If you eat a meal that is high in fat, before long your body realizes that it is getting a lot of energy and you reach a point where you do not want to eat anymore. This is called satiety, or being satiated. A great definition of satiety is to completely satisfy your appetite to the point that you don’t want to eat anything.

That is right, you can actually eat yourself to the point where you do not want to eat anymore.

If you are eating a meal that is high in carbohydrates, you have to eat a lot of food to achieve satiety.

If you are eating a meal high in fat, you don’t have to eat as much to achieve satiety.

So in effect, a ketogenic diet is eating more fat, to force you to eat fewer calories, so you burn fat and lose weight.

I get it, it sounds absolutely crazy, but it works.

Look at the alternative.  

In 1977, the federal government started telling people to eat “low-fat” food. At that time, the percentage of people who were obese (really overweight) was around 13%, and it had been that way for 20 years.

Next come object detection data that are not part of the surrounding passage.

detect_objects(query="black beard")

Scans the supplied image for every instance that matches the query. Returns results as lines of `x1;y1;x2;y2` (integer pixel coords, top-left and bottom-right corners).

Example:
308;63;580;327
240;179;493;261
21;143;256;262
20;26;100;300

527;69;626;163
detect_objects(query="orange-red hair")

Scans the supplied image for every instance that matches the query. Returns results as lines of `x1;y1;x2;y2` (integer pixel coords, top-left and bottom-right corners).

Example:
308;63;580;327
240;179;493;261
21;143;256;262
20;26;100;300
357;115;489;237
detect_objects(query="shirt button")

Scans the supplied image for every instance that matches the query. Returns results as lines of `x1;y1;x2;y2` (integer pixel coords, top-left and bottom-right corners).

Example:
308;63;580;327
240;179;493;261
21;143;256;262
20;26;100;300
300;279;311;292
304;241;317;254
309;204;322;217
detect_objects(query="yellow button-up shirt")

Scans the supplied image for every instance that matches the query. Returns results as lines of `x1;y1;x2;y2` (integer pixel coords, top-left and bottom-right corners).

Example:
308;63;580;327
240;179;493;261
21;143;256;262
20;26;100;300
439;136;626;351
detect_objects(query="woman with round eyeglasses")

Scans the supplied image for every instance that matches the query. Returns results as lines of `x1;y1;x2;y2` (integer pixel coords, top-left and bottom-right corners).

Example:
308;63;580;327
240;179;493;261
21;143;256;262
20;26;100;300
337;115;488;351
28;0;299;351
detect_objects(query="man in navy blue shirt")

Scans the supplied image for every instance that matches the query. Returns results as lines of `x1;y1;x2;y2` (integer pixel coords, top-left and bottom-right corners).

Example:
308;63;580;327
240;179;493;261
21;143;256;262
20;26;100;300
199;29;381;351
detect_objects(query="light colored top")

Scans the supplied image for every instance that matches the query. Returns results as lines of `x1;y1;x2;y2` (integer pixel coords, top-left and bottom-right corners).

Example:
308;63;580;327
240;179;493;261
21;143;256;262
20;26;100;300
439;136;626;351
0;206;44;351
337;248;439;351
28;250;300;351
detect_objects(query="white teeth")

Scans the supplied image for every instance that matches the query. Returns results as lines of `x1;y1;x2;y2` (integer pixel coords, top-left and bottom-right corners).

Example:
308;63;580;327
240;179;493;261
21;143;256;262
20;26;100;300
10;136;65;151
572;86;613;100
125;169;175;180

To make foods “low-fat”, food manufacturers cut out the fat and instead put more and more carbohydrates (sugar) into food.

By the year 2000, after 20 years of eating “low-fat/high sugar” foods, obesity rates were at 30%.

That is over a 100% increase in 20 years, although the 20 years before there was essentially no change.

Eating low fat does not stop people gaining weight, it actually forces them to gain more.

I could go on and on about it, but you don’t have all day.

It works, that’s all you need to know.